Scandal follows Scandal but Who Needs Regulation?

Oh my goodness! Volkswagen, which distanced itself from its Adolf Hitler aided beginnings and the taint of using slave labor to become the largest automobile manufacturer in the world has exploded in the biggest manufacturing scandal of the year – maybe in several years but who can keep track?

From Upton Sinclair’s exposure of corporate meat packing fraud and filth to today, the rolls are filled with dishonorable corporate activity. I know, I know, not all of theM, but how many bad apples in a barrel before you don’t want anything to do with the whole lot?  Here are a couple of lists just to jar loose the memories. The Biggest 25 Ever (probably not, but all recent.)  And here’s a Wiki list.  It’s pretty short on Gilded Age scandals but still, many.

So, the problem is not, nor has ever been, one bad apple.  The problem is the set up of corporations to spin the “virtuous circle” of profits and greed while resisting any kind of regulation or oversight for the common good.  Today’s James B Stewart article in the NY Times makes the point about VW with plenty of detail:  it was not just the CEO Winterkorn, nor a rogue engineer somewhere.  It starts at the top, with the Board.

Volkswagen’s recent history — a decades-long feud within the controlling Porsche family, a convoluted takeover battle and a boardroom coup — has dominated the German financial pages and tabloids alike. This week, the German newspaper Süddeutsche Zeitung compared Volkswagen’s governance to that of North Korea, adding that its “autocratic leadership style has long been out of date.” It said “a functioning corporate governance is missing.”

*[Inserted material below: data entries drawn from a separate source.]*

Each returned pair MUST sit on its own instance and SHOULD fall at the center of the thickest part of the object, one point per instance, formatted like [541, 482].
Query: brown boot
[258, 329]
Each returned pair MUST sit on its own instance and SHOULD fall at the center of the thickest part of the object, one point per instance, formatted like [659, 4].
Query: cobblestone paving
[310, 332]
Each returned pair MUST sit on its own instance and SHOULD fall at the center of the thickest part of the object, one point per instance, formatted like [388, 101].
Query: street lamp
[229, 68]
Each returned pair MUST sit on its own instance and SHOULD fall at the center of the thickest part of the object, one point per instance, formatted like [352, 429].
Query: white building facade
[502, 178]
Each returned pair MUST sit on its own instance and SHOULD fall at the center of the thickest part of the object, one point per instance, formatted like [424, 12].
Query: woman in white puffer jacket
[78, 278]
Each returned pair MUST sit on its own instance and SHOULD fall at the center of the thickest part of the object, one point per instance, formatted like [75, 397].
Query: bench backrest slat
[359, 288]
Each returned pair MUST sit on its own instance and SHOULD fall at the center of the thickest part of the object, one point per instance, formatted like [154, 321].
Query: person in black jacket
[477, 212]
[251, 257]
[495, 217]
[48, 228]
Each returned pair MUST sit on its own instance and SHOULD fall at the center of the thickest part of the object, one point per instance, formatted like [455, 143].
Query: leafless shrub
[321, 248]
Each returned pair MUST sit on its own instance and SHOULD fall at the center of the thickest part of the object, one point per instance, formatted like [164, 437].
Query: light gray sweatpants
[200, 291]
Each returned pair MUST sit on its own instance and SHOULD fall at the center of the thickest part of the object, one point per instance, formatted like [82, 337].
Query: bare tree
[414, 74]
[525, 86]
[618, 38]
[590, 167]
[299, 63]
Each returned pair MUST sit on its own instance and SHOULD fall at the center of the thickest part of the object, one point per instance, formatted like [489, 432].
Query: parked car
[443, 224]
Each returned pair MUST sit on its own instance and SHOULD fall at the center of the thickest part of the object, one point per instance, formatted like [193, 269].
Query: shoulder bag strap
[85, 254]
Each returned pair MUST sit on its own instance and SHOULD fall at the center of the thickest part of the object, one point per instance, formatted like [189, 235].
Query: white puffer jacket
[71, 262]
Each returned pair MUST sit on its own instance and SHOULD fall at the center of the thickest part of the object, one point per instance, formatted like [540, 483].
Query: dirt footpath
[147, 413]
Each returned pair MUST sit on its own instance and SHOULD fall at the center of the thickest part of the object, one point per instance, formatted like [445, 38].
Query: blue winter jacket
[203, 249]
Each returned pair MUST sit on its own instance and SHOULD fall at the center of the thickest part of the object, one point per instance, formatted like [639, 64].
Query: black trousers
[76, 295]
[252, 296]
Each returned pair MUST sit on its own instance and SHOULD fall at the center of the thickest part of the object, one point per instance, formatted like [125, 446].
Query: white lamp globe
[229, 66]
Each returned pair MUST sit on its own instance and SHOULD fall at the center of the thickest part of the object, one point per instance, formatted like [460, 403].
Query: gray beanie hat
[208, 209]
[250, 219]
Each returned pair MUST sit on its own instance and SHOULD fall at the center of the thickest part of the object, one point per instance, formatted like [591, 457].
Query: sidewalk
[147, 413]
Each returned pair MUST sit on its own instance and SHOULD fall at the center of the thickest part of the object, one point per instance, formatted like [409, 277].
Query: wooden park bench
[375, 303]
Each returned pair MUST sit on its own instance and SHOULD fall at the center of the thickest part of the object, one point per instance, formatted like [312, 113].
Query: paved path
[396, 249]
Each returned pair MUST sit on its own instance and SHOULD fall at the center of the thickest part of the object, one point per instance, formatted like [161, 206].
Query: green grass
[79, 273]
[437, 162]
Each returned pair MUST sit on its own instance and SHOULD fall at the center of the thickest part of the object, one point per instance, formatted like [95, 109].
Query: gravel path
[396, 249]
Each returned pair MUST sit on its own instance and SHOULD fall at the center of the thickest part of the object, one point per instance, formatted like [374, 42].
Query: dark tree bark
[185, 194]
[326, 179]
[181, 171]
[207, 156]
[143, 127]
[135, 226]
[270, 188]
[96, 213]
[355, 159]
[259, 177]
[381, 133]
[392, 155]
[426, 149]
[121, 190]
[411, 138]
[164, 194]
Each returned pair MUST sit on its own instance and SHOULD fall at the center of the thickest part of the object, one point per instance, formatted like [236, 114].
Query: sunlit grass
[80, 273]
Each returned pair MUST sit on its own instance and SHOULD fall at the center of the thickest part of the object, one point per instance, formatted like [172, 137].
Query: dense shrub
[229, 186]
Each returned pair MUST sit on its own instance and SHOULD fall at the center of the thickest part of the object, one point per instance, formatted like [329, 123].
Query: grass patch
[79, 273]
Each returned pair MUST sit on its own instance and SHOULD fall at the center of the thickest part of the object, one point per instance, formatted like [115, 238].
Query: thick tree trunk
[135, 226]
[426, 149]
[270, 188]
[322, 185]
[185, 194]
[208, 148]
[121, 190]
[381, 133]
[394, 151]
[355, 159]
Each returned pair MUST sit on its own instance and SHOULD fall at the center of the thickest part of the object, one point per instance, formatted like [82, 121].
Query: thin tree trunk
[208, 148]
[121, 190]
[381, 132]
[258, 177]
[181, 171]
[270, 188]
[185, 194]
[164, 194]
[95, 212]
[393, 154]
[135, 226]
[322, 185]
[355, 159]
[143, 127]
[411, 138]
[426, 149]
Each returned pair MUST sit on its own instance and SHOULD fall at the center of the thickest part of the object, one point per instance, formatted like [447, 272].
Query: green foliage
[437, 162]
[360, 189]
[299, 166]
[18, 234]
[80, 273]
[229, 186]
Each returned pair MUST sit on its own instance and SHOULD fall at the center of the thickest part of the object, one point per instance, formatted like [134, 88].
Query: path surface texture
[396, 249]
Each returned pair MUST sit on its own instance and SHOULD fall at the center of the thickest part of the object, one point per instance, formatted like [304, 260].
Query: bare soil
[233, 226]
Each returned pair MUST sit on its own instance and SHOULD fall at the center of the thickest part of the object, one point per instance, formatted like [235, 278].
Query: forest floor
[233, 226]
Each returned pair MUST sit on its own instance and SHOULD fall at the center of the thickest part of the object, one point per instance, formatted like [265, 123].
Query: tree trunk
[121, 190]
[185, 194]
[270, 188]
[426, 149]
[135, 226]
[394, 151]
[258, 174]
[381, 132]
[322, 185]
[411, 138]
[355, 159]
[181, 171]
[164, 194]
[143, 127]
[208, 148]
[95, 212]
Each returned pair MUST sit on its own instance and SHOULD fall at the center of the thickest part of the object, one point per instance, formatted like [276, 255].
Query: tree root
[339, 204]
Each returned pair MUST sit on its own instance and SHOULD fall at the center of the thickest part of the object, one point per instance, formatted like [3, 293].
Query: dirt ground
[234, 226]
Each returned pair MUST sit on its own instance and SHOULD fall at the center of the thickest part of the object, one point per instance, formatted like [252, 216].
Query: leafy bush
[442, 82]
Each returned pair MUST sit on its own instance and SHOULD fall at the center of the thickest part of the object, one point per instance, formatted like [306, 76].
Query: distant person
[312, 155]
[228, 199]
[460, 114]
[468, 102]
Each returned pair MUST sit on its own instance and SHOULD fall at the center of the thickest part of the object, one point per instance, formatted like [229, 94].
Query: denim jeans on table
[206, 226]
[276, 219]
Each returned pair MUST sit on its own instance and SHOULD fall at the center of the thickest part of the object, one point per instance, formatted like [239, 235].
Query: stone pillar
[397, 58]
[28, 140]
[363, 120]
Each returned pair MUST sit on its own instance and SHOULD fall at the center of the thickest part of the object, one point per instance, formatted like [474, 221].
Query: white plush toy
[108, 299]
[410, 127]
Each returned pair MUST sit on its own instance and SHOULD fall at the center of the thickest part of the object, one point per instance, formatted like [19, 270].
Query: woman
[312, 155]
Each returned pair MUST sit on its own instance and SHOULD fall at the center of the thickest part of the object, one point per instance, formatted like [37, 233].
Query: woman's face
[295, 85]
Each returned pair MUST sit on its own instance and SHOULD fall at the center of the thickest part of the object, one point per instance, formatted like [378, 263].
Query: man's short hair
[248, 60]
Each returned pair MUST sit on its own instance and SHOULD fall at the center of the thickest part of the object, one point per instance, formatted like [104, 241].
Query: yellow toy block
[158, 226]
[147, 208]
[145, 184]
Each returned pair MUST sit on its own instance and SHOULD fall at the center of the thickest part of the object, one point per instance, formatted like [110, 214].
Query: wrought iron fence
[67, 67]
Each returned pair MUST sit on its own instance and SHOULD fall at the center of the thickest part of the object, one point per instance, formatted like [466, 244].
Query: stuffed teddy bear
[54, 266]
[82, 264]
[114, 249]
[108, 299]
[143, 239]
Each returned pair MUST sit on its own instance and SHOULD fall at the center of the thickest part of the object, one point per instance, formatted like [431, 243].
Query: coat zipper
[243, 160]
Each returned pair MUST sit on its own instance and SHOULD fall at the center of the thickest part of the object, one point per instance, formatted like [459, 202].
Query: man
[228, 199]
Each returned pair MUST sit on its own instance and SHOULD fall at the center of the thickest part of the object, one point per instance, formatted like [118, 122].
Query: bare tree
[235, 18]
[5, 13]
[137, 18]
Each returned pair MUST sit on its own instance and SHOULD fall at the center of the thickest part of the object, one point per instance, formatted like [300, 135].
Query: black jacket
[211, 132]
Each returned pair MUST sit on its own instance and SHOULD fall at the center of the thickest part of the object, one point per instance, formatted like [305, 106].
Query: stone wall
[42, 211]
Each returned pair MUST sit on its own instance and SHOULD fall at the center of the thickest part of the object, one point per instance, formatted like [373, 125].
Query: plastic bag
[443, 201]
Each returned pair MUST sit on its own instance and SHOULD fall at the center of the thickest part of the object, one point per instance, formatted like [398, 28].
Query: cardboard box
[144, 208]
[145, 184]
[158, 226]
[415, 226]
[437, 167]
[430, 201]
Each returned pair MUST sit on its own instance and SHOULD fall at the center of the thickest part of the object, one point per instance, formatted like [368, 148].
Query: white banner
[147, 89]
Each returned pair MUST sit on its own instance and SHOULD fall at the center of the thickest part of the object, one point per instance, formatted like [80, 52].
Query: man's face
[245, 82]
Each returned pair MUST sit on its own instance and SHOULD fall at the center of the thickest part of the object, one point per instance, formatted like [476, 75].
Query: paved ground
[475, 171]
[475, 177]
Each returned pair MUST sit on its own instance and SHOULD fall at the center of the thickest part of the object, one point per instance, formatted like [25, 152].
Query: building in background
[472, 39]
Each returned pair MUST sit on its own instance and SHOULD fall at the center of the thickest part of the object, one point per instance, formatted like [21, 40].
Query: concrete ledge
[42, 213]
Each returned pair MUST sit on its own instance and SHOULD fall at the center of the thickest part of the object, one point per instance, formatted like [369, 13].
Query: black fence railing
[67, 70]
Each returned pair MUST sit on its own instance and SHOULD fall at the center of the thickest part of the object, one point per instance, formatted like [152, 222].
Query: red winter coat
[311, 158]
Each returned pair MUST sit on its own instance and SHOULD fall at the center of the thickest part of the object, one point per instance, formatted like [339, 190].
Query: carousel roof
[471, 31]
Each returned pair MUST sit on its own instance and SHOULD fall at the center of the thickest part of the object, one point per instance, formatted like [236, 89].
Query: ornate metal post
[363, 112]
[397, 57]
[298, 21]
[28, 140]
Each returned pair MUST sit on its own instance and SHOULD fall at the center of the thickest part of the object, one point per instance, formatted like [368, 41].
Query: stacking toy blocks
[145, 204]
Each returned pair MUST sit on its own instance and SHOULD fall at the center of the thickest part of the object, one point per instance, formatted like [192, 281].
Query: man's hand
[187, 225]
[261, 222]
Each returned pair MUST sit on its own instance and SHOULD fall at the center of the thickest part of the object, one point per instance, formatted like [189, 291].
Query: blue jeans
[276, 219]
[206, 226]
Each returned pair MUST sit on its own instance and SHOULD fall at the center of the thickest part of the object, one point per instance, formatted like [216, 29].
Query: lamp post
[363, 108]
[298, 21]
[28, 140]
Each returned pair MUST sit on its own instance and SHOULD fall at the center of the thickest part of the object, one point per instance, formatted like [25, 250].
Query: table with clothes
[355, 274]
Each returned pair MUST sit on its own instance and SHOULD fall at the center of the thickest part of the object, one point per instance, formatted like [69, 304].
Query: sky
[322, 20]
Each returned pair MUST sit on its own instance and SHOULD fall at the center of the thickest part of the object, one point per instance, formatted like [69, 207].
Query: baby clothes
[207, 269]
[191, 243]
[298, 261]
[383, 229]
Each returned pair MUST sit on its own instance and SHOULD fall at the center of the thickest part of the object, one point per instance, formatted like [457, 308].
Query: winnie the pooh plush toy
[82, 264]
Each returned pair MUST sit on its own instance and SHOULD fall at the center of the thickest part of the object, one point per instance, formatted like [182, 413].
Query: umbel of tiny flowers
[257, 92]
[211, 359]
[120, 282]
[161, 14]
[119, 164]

Image result for volkswagen pollution

… I spoke this week to a longtime former senior Volkswagen executive, who agreed that a scandal, especially one involving emissions, was all but inevitable at Volkswagen. He cited the company’s isolation, its clannish board and a deep-rooted hostility to environmental regulations among its engineers. …  engineers felt that the politicians were guilty of rank hypocrisy, especially in the United States, also grumbling that electric cars make no sense as long as power plants are burning fossil fuels.

“There’s an attitude of moral superiority there,” he said. “The engineers think they know best.”

And, of course, it’s not new. Cheating, cheating, everywhere.  Because, who does the testing? Why those who have products to be tested! Wahoo!  Let the students test themselves…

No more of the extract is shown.